Extreme Environments

(i) Ballistic impact resistant thin films: An increasingly popular method of evaluating material impact behavior is laser-induced projectile impact testing (LIPIT), wherein microprojectiles are fired into a target at supersonic speeds. Traditional analysis of experimental LIPIT is limited to post-mortem procedures. However, the use of molecular dynamics simulations allows for enhanced spatiotemporal resolution of failure processes and precise control of design parameters. While simulations at micron scales at computationally expensive, utilization of chemistry-specific coarse-grained models allows access to these prohibitive regions. By combining LIPIT with additional mechanical simulations, we can identify trends in the design space and elucidate the failure behavior of thin films. Integrating theory and machine learning techniques, this information enables the development of optimal responses. 

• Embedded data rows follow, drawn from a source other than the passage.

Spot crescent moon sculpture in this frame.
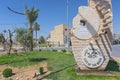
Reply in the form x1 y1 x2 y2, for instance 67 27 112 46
71 0 113 71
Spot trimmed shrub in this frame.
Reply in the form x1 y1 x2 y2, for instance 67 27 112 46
62 49 67 52
52 50 57 52
39 49 42 51
2 68 12 78
39 67 44 74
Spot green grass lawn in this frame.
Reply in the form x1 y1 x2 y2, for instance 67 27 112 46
0 51 120 80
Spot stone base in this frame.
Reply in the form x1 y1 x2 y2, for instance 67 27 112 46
76 68 115 76
71 36 111 71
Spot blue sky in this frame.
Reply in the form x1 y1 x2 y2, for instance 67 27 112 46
0 0 119 38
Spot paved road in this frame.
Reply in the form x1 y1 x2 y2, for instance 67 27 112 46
0 45 120 57
34 46 72 51
112 45 120 57
0 46 72 51
34 45 120 57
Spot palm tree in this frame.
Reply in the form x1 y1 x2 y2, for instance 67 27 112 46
3 30 7 36
25 6 39 51
33 22 40 43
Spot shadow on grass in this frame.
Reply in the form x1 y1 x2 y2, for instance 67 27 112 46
36 64 76 80
29 58 47 62
105 59 120 72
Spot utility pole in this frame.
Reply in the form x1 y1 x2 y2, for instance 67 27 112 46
67 0 69 26
66 0 69 48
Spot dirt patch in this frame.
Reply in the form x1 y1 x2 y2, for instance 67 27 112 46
0 61 51 80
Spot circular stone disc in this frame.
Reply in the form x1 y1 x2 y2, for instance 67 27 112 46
72 6 100 40
81 45 104 68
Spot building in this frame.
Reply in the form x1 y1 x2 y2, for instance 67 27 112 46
113 34 120 44
47 24 71 47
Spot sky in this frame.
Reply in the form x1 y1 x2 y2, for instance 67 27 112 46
0 0 120 38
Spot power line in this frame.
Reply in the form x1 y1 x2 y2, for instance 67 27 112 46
7 6 25 15
0 23 27 26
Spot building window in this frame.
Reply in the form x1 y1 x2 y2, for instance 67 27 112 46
80 20 86 26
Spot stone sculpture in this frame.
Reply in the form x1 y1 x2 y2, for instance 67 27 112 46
71 0 113 70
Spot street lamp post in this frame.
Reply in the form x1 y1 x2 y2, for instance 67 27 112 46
67 0 69 26
66 0 70 48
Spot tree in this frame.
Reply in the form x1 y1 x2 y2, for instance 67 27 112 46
7 30 14 55
33 22 40 43
39 36 46 44
25 6 39 51
14 28 30 52
0 33 6 50
3 30 7 36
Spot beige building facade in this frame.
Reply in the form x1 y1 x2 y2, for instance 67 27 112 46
47 24 70 46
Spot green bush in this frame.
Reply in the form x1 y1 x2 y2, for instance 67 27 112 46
39 67 44 74
52 50 57 52
69 51 73 54
2 68 12 78
13 49 18 55
105 59 120 72
61 49 67 53
39 49 42 51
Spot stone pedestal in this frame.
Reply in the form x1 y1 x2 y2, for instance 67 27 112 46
71 37 110 71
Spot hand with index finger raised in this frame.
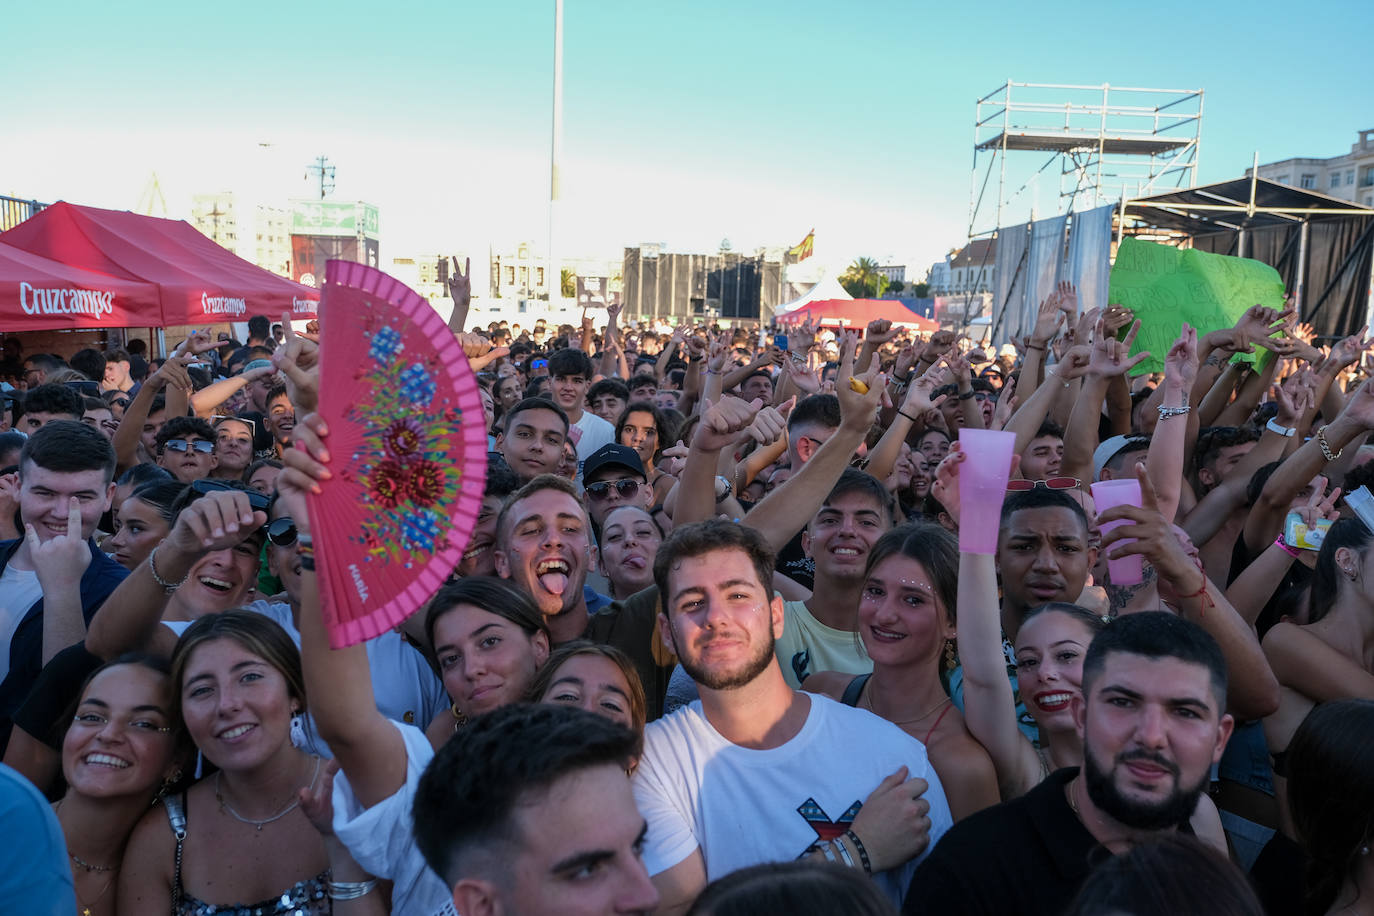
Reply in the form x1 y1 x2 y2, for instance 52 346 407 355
1095 463 1199 589
25 496 92 591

Graphene, known for its astounding strength, flexibility, and low density is experiencing consistent decreases in manufacturing costs. These factors are ideal for impact-resistant materials, but neat graphene still lacks a critical trait: toughness. One method of increasing toughness is to use the functional groups of graphene oxide (GO) to increase interlayer adhesion, dissipating impact energy through friction between sliding flakes. While this strategy does increase energy dissipation, we find there exists a tradeoff between flake adhesion and impact velocity as strong adhesion under rapid impact prohibits load redistribution. This behavioral shift is linked to the critical length scales of the flakes, representing the distance at which shear resistance between flakes is maximized. Ongoing work in this area includes analytical and machine learning modeling of GO thin film data in addition to evaluation of multilayered graphene/polycarbonate thin films for ballistic impact resistance.